La CGT coupe le courant en toute impunité

Off by Nicholas Liby(CC BY-ND 2.0) — Nicholas Liby, CC-BY

La loi permet bien aux employés d’EDF de cesser le travail, mais pas qu’ils puissent couper ici ou là le courant de manière intentionnelle.

Par Michel Faure.

Le droit de grève est reconnu par la Constitution et « s’exerce dans le cadre des lois qui le réglementent » nous dit l’article 7 du préambule de la Constitution de 1946, intégré à la Constitution de 1958.

La loi définit ce droit de grève comme

la cessation concertée du travail en vue d’obtenir la satisfaction de demandes professionnelles.

On peut en conclure que cette cessation ne peut pas avancer de motivations politiques, ni mener des actions d’une nature politique. Pourtant, en ce moment même, les grévistes CGT d’EDF songent à éteindre les lumières, et avec elles sans doute, leur esprit de liberté.

La loi permet bien aux employés d’EDF de cesser le travail, mais elle ne prévoit pas qu’ils puissent couper ici ou là le courant de manière intentionnelle, pour rappeler au public et au gouvernement qu’ils sont bien en grève, eux aussi, et clic, vous êtes dans le noir, et clac, revoilà le courant.

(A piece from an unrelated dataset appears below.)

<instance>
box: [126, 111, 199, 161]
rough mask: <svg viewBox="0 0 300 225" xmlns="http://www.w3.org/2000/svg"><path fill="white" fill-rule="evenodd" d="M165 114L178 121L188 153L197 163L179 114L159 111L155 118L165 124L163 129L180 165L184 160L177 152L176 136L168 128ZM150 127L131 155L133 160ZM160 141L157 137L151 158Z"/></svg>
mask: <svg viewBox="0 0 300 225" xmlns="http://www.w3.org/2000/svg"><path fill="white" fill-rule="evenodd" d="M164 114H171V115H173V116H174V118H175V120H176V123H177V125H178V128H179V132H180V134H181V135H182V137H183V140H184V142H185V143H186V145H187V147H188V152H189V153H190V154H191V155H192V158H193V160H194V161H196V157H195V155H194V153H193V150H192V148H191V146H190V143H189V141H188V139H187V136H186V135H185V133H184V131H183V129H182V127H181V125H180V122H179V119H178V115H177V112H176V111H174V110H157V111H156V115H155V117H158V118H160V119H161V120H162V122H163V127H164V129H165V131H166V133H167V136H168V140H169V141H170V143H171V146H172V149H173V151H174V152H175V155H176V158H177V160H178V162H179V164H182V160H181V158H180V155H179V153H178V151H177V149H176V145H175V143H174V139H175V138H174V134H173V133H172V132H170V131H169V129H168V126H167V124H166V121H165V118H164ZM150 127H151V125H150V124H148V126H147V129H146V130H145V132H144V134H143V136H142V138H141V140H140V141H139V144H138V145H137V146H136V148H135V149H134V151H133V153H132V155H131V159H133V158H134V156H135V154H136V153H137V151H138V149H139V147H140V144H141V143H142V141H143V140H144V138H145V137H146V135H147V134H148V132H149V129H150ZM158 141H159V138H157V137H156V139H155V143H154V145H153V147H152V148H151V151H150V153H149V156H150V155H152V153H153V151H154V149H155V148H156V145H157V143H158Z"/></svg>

C’est ce qui s’est passé à plusieurs reprises depuis une semaine, à l’occasion de la mobilisation syndicale contre le projet de réforme des retraites du gouvernement. Jeudi dernier à Béziers (33 000 foyers sans électricité) et dans la région de Tourcoing, puis  le 17 décembre en Gironde, à Lyon, Orléans et Nantes.

Au total, ce sont plus de 167 000 foyers affectés par des coupures de courant. Et quand on y pense, c’est affreux. Des bébés dans des couveuses d’une maternité, un chirurgien soudain dans le noir avec sur sa table un patient le ventre déjà ouvert, des radiateurs froids alors que nous sommes en hiver, une femme enceinte bloquée entre deux étages dans un ascenseur… et je laisse le reste à votre imagination..

Le secrétaire général de la CGT Énergie, Sébastien Menesplier, a annoncé d’autres actions à venir « pour cibler des lieux stratégiques. » Il affirmait sur RTL que les grévistes, en coupant le courant, ne cherchent « pas du tout à gêner les usagers » (c’est raté). « Ce qui nous importe, c’est peser sur l’économie. »

Nous sommes donc ici sortis du cadre des lois. Les grévistes EDF vont au-delà de la cessation du travail.

Ils cherchent, du propre aveu de Menesplier, à dézinguer l’économie française, une chienne capitaliste, ce qui ne correspond en rien à l’objectif de la satisfaction de demandes professionnelles. Ça sent la sédition et le sabotage à plein nez. Quand les gars de Menesplier éteignent les lumières, ils devraient allumer un scandale. Mais voulons nous le voir et nous en offusquer ?

La justice devrait s’en saisir. On parie ?

Tocqueville craignait, dans la démocratie, « la dictature de la majorité ». Il s’inquiéterait aujourd’hui de celle de la minorité. On appelle cela l’ironie de l’Histoire.